Competitive dialogue is suited to UK PFI projects. Before the regulations, PFI contracts were mainly awarded under the “negotiated procedure”. But this was, and is, only available in exceptional circumstances, for instance where prior overall pricing is impossible. Public authorities have got into trouble for applying such exceptions to contracts that did not justify their use. The UK and other EU member states therefore sought a more flexible procedure. Competitive dialogue was the result.
The procedure
Up to and including the prequalification stage, competitive dialogue is like the negotiated procedure. The purpose of competitive dialogue is to enable the public authority to define the means best fitted to meeting its objectives. After the prequalification of bidders, the dialogue continues until a suitable solution has been identified. It may take place in stages in order to reduce the number of solutions for discussion. But the authority must ensure that enough bidders are left for there to be a genuine competition. During the dialogue, the authority may refine or change its requirements (provided that these remain within the scope of its original notice in the EU Official Journal), reissue documents and invite revised proposals.

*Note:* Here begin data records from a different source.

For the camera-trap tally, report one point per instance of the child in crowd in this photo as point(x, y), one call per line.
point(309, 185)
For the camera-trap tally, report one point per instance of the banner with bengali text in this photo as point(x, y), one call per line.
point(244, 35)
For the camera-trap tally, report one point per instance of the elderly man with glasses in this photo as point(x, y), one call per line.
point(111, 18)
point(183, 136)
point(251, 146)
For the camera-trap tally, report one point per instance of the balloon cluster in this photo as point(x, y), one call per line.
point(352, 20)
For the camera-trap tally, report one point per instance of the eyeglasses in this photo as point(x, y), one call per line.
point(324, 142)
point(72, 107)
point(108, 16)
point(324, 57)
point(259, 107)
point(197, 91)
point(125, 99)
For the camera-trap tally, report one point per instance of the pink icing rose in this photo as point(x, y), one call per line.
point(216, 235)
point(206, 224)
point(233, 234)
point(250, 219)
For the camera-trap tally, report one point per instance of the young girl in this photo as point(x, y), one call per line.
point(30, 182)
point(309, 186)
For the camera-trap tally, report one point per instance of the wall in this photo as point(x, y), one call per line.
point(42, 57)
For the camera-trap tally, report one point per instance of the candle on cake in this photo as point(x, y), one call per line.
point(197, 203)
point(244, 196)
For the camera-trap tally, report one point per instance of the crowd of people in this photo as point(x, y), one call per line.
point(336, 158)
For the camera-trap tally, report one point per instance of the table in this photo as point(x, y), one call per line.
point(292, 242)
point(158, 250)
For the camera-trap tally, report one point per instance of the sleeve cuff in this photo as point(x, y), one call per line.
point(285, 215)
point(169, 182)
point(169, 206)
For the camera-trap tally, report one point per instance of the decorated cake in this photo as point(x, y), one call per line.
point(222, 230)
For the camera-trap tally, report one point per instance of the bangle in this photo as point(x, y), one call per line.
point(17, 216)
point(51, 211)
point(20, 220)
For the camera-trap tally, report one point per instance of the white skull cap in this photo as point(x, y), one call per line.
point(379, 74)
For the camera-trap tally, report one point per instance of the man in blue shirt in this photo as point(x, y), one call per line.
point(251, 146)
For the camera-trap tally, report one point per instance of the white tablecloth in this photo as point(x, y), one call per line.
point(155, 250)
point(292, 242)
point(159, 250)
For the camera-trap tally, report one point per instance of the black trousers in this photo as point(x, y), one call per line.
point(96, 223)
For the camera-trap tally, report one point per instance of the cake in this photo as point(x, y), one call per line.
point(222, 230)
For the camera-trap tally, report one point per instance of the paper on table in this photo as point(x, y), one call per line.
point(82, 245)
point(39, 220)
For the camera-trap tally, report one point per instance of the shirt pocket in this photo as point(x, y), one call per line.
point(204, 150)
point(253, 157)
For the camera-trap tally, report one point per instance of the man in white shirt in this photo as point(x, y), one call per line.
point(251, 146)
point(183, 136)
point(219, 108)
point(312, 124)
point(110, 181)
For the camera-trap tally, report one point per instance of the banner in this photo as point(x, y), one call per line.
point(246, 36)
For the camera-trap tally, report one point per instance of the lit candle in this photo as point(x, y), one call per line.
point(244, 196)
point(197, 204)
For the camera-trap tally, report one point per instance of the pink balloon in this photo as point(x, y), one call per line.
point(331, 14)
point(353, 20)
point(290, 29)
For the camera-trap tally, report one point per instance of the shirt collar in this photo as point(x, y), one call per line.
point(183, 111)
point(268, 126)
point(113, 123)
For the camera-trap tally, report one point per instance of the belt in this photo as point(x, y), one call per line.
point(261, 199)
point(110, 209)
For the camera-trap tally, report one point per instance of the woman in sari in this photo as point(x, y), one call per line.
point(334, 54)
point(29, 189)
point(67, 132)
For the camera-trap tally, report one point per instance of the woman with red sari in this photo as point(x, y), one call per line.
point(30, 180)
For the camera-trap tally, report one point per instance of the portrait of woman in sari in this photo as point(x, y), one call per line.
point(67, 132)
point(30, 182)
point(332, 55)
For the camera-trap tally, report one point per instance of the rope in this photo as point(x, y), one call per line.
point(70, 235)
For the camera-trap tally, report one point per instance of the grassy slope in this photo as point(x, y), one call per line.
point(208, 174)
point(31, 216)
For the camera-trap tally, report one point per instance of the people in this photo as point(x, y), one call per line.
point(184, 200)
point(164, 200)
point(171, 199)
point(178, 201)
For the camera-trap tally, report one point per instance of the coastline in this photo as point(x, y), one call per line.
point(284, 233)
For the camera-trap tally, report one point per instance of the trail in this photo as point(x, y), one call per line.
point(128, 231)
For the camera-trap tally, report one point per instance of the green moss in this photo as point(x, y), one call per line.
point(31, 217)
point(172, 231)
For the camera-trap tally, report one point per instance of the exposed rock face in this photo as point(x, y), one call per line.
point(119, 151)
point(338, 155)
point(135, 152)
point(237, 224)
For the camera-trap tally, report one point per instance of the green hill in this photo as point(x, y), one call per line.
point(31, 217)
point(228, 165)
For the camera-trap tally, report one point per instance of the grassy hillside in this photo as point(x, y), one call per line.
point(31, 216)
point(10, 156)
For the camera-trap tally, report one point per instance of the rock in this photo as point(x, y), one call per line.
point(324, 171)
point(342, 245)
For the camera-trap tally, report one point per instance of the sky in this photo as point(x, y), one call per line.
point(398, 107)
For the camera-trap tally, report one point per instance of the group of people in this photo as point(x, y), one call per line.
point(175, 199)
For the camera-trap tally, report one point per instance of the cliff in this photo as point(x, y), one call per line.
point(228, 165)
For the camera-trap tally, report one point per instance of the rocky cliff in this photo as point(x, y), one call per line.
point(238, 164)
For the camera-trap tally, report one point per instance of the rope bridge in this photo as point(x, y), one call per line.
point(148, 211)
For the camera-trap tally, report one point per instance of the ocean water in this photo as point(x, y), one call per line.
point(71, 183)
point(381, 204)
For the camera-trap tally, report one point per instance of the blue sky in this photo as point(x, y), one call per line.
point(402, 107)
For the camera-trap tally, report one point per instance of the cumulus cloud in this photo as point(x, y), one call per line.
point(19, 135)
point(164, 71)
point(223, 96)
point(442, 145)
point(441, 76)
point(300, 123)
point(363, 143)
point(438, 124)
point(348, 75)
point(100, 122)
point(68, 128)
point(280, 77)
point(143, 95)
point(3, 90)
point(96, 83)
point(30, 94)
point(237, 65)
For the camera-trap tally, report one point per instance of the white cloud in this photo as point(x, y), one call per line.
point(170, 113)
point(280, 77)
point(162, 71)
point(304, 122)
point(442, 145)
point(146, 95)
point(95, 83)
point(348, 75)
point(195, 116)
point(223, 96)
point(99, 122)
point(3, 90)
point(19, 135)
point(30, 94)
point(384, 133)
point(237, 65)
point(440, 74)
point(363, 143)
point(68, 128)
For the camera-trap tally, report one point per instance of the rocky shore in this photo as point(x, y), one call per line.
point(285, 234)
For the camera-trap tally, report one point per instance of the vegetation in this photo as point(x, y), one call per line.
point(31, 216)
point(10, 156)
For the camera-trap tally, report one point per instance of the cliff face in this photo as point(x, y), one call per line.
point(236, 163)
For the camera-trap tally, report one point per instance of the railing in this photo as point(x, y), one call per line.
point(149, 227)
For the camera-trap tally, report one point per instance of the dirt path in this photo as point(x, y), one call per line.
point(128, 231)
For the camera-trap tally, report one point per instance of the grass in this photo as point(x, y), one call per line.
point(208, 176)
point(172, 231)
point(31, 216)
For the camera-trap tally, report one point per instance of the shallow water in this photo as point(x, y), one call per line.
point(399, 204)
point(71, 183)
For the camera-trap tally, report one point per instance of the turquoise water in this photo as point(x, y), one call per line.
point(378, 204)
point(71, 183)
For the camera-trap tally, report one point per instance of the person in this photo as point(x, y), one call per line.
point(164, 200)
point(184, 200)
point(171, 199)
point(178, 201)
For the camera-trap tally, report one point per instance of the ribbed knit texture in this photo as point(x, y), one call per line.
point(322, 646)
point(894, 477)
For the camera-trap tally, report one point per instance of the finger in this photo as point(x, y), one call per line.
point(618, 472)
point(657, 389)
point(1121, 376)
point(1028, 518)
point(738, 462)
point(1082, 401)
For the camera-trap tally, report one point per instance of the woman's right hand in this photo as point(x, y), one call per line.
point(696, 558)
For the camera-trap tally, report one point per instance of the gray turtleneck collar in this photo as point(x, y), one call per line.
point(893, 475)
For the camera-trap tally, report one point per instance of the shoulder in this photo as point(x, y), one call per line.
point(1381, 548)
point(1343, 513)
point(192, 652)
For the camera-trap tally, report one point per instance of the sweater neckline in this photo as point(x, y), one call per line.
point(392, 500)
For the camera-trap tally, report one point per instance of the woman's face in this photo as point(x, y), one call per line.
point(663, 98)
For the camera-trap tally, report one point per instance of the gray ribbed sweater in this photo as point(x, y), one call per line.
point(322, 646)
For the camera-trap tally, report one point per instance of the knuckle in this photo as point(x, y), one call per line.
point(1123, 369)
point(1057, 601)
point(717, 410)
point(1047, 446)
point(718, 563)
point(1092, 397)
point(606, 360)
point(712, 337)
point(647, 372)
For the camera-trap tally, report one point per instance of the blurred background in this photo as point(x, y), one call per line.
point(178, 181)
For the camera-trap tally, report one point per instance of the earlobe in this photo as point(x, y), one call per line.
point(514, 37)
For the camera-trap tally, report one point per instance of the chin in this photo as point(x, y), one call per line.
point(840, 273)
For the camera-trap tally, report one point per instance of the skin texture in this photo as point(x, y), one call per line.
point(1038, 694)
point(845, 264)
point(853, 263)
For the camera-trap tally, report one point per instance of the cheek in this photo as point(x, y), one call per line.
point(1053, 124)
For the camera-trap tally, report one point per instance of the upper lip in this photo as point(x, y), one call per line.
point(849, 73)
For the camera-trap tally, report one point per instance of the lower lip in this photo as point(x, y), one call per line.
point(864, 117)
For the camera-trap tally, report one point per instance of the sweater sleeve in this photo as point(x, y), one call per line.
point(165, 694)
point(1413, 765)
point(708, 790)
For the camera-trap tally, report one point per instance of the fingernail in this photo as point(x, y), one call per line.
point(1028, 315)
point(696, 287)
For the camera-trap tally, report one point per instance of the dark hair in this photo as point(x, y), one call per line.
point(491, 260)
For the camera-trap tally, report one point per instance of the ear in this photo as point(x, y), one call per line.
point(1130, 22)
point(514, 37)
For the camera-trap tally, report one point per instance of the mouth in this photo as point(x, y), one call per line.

Bidders usually will not want their ideas passed on to competitors. The regulations therefore prohibit the authority from revealing solutions or confidential information communicated by a bidder without the bidder’s consent. “Confidential information” is not defined in the regulations, but can be assumed to cover more than narrowly defined intellectual property rights.
The regulations differ in this respect from the form of competitive dialogue introduced in France in 2004. The French rules allowed cherry-picking from the various solutions. After objections from the European commission, the rules are now being amended to exclude that possibility. In practice the authority may seek from bidders a general permission to pool ideas. In considering such a request a bidder will want to assess whether it is likely to be a net gainer from such an arrangement.
At the end of the dialogue the authority asks the surviving bidders to submit final tenders on the basis of the solutions they have presented. Before the contract is awarded, a bidder may be asked to ”clarify, specify or fine-tune” its tender, but no changes can be made to the tender’s basic features when the changes are likely to distort competition or to have a discriminatory effect.
Bidders will not want their ideas passed on to competitors. The authority is prohibited from revealing solutions
The contract is then awarded to the bidder submitting the most economically advantageous tender. The winner may be asked to clarify aspects of its tender or to confirm commitments, provided that this does not substantially modify the tender, distort competition or cause discrimination.
The pros and cons
Competitive dialogue is new, but it is already plain what some of its advantages and disadvantages are. One disadvantage, in comparison with the negotiated procedure, is that it compresses discussions between the authority and bidders into one phase of the process and requires the winner to be chosen on the basis of a substantially complete offer. The authority therefore needs to be careful not to close the dialogue phase prematurely.
Another problem can arise in relation to funding: lenders may want the agreed arrangements to be changed in ways that go beyond mere clarification. Other objections that have been heard are that the procedure is expensive and slow (French experience suggests a timetable of nine-to-18 months), that it is exposed to challenge at every stage, that the confidentiality requirements limit its use to the authority and that the relevant regulations are unclear as to what is and is not permitted.
On the other hand, it has the advantage of being available in circumstances that do not permit use of the negotiated procedure, thus reducing the need for authorities to stretch the use of permitted exceptions or to employ informal mechanisms such as convergence or early contractor mechanisms.
At the most general level, competitive dialogue encourages creativity, enabling bidders to explore fully the possible ways of meeting the authority's requirements. Despite its relative novelty it has already been taken up, for example by the Olympic Delivery Authority, and we can expect to see it used frequently.